7 messages
01/10/2012 at 22:27

Hi there

We've just moved into a new London flat which has a lovely garden at the back, but a messy patch of grass/weeds at the front (about 3m x 2m, sloped towards the flat, and catches the sun). We wondered what our options were for a low maintenance way of making it look nice without needing to use a mower, and without it blocking the light to the flat. The neighbours have covered theirs with ivy, but i'd appreciate some alternative suggestions before deciding whether to do the same.

Thank you!

02/10/2012 at 06:02

You don't need a mower to cut grass. An area of 3m x 2m is really too small to consider using a mower. A small strimmer would do the job of cutting the grass and clearing the weeds, and make it look tidy.

If the area is sloping, it must be well-drained, and if it catches the sun, then you could grow an enormous range of small plants. Ivy seems a bit boring and unimaginative, IMO.

You should grow something that reflects your own personality. What image do you want to give to visitors and to your neighbours. Do you want something smart, or pretty and colourful?

A front garden covered by ivy gives out the message 'lazy and unimaginatvie person lives here', IMO.

02/10/2012 at 08:32

Hi Booboosilk, you could also consider removing the grass and have gravel or cobbles covering the area . That way you could have some pots of plants dotted around.  You would have to put a membrane down first of course but you could also make some planting pockets in it . There are a lot of plants which would enjoy those conditions.  My neighbour has opted to do this .

02/10/2012 at 09:56

I also think that you should want it to reflect your style. One option would be to remove the grass and replace it with gravel and grow a collection of sedums and house leeks. Another would be a chamomille lawn or you could go for a knot garden with lavender and hebes.

02/10/2012 at 22:23

Thank you for the suggestions, I am a complete gardening novice so all ideas are much appreciated! Would like to make it neat and tidy, but also colourful and interesting. Really like the sedums and house leeks idea - the Gardeners' World website guidance suggests they are hardy and easy to grow which sounds perfect http://www.gardenersworld.com/plants/features/structural/growing-sempervivums/1114.html. Can anyone recommend any other plants which would grow well if I cover the area with gravel and cobbles?

Thank you!

02/10/2012 at 23:58
Lavendar, thymes.....yellow and silver foliage plus scent.....convolvulus cneorum, santolinas, Upright and prostrate varieties of rosemary....there are some lovely dark blue varieties around now.
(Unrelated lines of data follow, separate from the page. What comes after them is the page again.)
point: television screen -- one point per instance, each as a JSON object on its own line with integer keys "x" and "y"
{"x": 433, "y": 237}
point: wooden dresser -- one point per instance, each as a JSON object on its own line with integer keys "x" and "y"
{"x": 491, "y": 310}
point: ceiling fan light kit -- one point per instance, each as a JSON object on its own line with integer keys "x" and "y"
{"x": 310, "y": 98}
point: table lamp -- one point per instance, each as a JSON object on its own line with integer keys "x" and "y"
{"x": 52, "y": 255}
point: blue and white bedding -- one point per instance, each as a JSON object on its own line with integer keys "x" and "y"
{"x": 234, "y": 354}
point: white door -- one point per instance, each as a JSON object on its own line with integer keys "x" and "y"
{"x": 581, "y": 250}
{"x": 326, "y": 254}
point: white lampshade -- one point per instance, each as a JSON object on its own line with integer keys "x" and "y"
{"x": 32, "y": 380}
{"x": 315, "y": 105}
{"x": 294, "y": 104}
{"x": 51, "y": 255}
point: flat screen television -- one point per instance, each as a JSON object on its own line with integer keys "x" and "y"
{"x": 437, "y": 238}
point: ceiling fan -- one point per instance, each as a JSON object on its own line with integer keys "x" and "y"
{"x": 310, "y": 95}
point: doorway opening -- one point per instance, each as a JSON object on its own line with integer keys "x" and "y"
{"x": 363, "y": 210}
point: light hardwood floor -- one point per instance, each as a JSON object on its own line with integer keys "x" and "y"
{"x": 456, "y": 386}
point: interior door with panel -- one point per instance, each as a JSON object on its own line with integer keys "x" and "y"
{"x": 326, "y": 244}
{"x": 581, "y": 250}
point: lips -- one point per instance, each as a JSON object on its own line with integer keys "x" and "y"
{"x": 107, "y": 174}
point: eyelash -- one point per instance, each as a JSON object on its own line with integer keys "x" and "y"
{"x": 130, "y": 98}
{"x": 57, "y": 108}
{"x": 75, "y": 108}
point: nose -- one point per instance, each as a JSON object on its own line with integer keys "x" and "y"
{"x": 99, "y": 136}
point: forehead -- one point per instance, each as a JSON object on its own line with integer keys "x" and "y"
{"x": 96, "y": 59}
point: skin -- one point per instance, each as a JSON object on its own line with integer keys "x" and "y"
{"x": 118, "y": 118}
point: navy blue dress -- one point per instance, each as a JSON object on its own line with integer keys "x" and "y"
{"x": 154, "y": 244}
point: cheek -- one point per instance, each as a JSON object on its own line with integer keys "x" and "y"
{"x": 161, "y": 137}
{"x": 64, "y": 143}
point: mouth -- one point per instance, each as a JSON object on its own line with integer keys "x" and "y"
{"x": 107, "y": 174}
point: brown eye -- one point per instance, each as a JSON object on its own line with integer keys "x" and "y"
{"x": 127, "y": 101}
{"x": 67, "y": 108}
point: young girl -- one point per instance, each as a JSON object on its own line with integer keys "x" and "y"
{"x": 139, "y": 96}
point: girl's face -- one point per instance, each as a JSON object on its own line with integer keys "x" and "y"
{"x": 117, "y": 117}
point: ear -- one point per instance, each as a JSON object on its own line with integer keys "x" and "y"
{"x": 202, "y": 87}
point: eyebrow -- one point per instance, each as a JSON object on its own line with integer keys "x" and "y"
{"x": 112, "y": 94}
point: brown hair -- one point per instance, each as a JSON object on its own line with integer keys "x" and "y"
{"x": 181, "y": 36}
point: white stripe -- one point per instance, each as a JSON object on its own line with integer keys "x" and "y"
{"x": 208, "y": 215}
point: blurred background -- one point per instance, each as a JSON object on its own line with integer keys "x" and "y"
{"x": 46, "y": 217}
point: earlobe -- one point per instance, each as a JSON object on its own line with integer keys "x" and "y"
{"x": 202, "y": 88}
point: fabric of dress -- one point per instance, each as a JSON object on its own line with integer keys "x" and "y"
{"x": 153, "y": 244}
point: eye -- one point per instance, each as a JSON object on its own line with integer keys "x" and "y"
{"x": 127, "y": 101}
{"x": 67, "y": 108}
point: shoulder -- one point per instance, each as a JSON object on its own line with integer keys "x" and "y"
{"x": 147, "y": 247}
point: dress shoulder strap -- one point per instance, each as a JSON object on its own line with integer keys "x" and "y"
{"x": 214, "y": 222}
I think Potentillas would be happy in gravel too as will the smaller hebes with glaucous blue, bright green and variegated foliage; some have red colouring in their leaves. I would mix some rounded plants with spikey grasses and other linear plants like libertias, iris variegatus and bronze carex. In gravel it's nice to see the shapes of plants with space to walk around them
05/10/2012 at 16:21
For some seasonal pots you could try for next spring some small daffs such as tete a tete with some crocus corms and a few pansies for this autumn. Or you could try some little box plants trimmed into shapes such as balls or boxes. (but don't go mad as they might get pinched: mine did!)
For next summer, primroses, geraniums (actually pelargoniums) are great in a sunny spot in a container. You can get different types which either grow like a bush or trailing types.
For this winter, maybe some little conifers in pots or other evergreen plants? I am sure any garden centre would be happy to offer advice.